Alors qu’il prend ses marques, le palace doit baisser le rideau pour sa fermeture annuelle. Dans n’importe quel autre restaurant, ce break serait synonyme de vacances pour le chef, mais Julien Roucheteau préfère enfourcher sa moto et partir à la rencontre des petits producteurs de la région pendant plusieurs semaines. L’idée est simple : créer un circuit vertueux pour le restaurant gastronomique de l’hôtel, se créer un carnet d’adresses et assurer un approvisionnement sur mesure pour sa cuisine.

Le dilemme de la Côte d’Azur

Mais, aussi vertueuse soit-elle, la démarche l’aspire progressivement vers un dilemme : comment défendre son idée de la cuisine, un ADN culinaire très marqué, et un engagement fort auprès des petits producteurs, face à une clientèle touristique qui attend surtout des grands classiques ? En clair, comment concilier sa volonté de proposer une cuisine d’auteur face à un public qui, parfois, préférerait simplement se contenter d’une belle côte de bœuf ou d’une sole meunière ? “C’est un jeu perpétuel”, coupe Julien Roucheteau, sourire aux lèvres.
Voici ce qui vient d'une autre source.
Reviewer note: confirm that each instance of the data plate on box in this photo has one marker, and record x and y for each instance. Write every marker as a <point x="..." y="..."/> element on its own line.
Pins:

Pour répondre à ces contraintes, le chef et le directeur de salle ont élaboré une stratégie secrète. “Lui joue sa partition, et moi, je m’adapte en cuisine avec ma brigade”, résume le chef. “Le plus souvent, il dira aux clients une chose simple : ‘Goûtez, dites-moi ce que vous en pensez, et nous en discuterons après.'” Et, généralement, ça marche. Le public se laisse porter et prendre par la main. Il dit :

“Quand des clients restent plus longtemps, dix jours ou trois semaines, on procède différemment. On ira les voir en leur demandant ce qui pourrait leur faire plaisir : un poulet rôti, une pièce de viande, un poisson grillé. Des plats qui ne sont pas à la carte, ni au menu, mais que l’on cuisinera sur-mesure. Mais il y a une chose qui ne changera pas : je le cuisinerai toujours à ma façon.”

Cette adaptation est parfois un challenge pour les équipes en cuisine, habituées à l’organisation millimétrée des restaurants gastronomiques. Si, parfois, elles râlent en cuisine, Julien Roucheteau prend toujours le temps de leur rappeler que c’est, au fond, une chance d’être confronté à ces services désordonnés et hétéroclites. “On casse la routine, cela nous force à nous dépasser, à nous mettre en danger et à trouver de nouvelles idées. C’est comme ça qu’ils obtiendront la meilleure des formations et qu’ils deviendront de bons cuisiniers.”

C’est ainsi qu’à la fin de mon repas, on m’a demandé comment je préférais que soit servi mon dessert glacé. Un service unique, pour un contexte unique. Ce soir-là, je n’étais pas un roi, mais vraiment pas loin.